SÃO PAULO - Faz algum tempo que venho avisando a minha filha: São Paulo não é mais uma cidade para se criar filhos. Tornou-se "invivível", se o leitor me permite o neologismo.
Passei o dia ontem no interior. Ao chegar, a cidade tinha um aspecto meio de Sarajevo depois do acordo de paz entre bósnios e sérvios. Não sei se a cidade inteira, mas pelo menos a avenida dos Bandeirantes e quase todas as suas transversais.
Tampas de bueiros fora de lugar, como se tivesse havido uma explosão (ou implosão). Detritos espalhados por todo o leito da avenida, barro por todo canto e assim por diante.
Só o trânsito nada tinha de Sarajevo. Era pior, muito pior. É uma das razões para achar São Paulo "invivível". Quando não são os monstruosos congestionamentos pré-férias, são os monstruosos congestionamentos pós-temporal (ou durante o temporal, quando deve ter sido até pior).
Mais de uma hora para percorrer os quatro quilômetros entre a entrada na Bandeirantes, pela Marginal do Pinheiros, e a minha casa. E agradecendo aos céus não ter ficado na água, como incontáveis veículos espalhados pela Bandeirantes e transversais.
Não vi, até a hora de escrever, qual a explicação de turno para a enchente de turno. Deve ter sido algo como "choveu em meia hora mais do que nos últimos três séculos e meio". É sempre assim. Chove, a cidade alaga e ninguém é culpado, a não ser o pobre São Pedro, que não tem como se defender.

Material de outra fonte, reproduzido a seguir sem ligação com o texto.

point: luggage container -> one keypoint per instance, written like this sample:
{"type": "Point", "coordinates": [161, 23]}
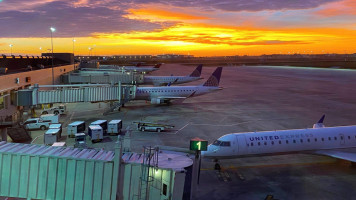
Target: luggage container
{"type": "Point", "coordinates": [51, 136]}
{"type": "Point", "coordinates": [114, 127]}
{"type": "Point", "coordinates": [57, 126]}
{"type": "Point", "coordinates": [59, 144]}
{"type": "Point", "coordinates": [96, 133]}
{"type": "Point", "coordinates": [50, 117]}
{"type": "Point", "coordinates": [103, 124]}
{"type": "Point", "coordinates": [80, 140]}
{"type": "Point", "coordinates": [75, 127]}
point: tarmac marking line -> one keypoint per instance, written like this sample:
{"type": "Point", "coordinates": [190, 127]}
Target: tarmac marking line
{"type": "Point", "coordinates": [182, 128]}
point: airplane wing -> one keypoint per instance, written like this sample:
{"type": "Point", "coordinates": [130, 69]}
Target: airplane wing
{"type": "Point", "coordinates": [169, 98]}
{"type": "Point", "coordinates": [344, 154]}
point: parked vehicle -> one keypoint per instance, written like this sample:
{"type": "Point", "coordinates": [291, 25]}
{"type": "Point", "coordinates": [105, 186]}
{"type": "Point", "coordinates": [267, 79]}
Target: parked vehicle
{"type": "Point", "coordinates": [114, 127]}
{"type": "Point", "coordinates": [50, 117]}
{"type": "Point", "coordinates": [96, 133]}
{"type": "Point", "coordinates": [51, 136]}
{"type": "Point", "coordinates": [148, 126]}
{"type": "Point", "coordinates": [80, 140]}
{"type": "Point", "coordinates": [103, 124]}
{"type": "Point", "coordinates": [57, 126]}
{"type": "Point", "coordinates": [36, 123]}
{"type": "Point", "coordinates": [75, 127]}
{"type": "Point", "coordinates": [61, 109]}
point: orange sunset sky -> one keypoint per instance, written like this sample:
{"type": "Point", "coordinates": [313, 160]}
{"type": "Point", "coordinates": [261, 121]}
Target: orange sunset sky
{"type": "Point", "coordinates": [200, 28]}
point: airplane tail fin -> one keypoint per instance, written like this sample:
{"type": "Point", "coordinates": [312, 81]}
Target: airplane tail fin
{"type": "Point", "coordinates": [214, 79]}
{"type": "Point", "coordinates": [197, 71]}
{"type": "Point", "coordinates": [157, 65]}
{"type": "Point", "coordinates": [320, 123]}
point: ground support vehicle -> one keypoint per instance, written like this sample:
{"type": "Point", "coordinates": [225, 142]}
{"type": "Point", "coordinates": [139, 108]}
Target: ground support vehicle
{"type": "Point", "coordinates": [50, 117]}
{"type": "Point", "coordinates": [51, 136]}
{"type": "Point", "coordinates": [114, 127]}
{"type": "Point", "coordinates": [75, 127]}
{"type": "Point", "coordinates": [103, 124]}
{"type": "Point", "coordinates": [148, 126]}
{"type": "Point", "coordinates": [96, 133]}
{"type": "Point", "coordinates": [59, 110]}
{"type": "Point", "coordinates": [36, 123]}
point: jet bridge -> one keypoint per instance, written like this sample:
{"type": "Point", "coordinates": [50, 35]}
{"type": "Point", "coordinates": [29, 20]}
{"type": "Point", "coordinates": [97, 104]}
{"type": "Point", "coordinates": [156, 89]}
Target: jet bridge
{"type": "Point", "coordinates": [102, 77]}
{"type": "Point", "coordinates": [45, 94]}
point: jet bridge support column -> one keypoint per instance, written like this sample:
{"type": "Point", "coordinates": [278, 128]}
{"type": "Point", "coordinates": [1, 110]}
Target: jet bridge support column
{"type": "Point", "coordinates": [4, 134]}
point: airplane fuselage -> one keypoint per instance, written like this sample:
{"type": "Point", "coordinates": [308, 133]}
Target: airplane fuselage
{"type": "Point", "coordinates": [285, 141]}
{"type": "Point", "coordinates": [148, 93]}
{"type": "Point", "coordinates": [164, 80]}
{"type": "Point", "coordinates": [139, 69]}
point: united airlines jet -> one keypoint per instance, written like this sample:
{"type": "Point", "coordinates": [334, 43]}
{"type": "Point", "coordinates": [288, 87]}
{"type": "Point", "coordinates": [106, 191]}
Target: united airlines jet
{"type": "Point", "coordinates": [330, 141]}
{"type": "Point", "coordinates": [165, 94]}
{"type": "Point", "coordinates": [167, 80]}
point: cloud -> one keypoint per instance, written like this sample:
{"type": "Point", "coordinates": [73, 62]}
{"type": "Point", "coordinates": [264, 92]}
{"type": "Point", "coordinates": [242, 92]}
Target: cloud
{"type": "Point", "coordinates": [154, 14]}
{"type": "Point", "coordinates": [69, 21]}
{"type": "Point", "coordinates": [244, 5]}
{"type": "Point", "coordinates": [345, 7]}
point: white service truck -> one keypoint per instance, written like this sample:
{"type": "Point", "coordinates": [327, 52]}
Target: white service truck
{"type": "Point", "coordinates": [58, 110]}
{"type": "Point", "coordinates": [36, 123]}
{"type": "Point", "coordinates": [50, 117]}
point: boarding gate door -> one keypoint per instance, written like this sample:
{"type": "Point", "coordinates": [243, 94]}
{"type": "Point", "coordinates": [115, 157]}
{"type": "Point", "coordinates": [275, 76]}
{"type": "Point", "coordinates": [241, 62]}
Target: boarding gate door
{"type": "Point", "coordinates": [241, 144]}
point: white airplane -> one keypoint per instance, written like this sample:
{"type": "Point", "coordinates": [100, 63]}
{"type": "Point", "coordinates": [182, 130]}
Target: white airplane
{"type": "Point", "coordinates": [330, 141]}
{"type": "Point", "coordinates": [137, 68]}
{"type": "Point", "coordinates": [167, 80]}
{"type": "Point", "coordinates": [165, 94]}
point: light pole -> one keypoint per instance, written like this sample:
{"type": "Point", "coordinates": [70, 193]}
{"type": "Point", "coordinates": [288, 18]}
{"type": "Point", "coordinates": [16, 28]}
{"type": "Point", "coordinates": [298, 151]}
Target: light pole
{"type": "Point", "coordinates": [52, 29]}
{"type": "Point", "coordinates": [11, 45]}
{"type": "Point", "coordinates": [73, 51]}
{"type": "Point", "coordinates": [90, 50]}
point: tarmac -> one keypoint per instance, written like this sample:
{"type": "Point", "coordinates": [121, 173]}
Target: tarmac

A Rede Globo ainda é capaz de descobrir que foi a Igreja Universal do Reino de Deus que causou a enchente, só para desmoralizar São Pedro e, por extensão, a Igreja Católica.
Quando não chove, o ar é quase sempre irrespirável. Os netos vivem com problemas nos brônquios. Como nem eu nem minha mulher nem meus filhos tivemos problemas idênticos, pergunto ao pediatra se a garotada nasceu bichada. Ele explica que não, que o ar na cidade é, hoje, imensamente mais bichado do que era no meu tempo de criança ou no dos meus filhos.
Nem deu espaço para falar da violência. Saudades de Madri.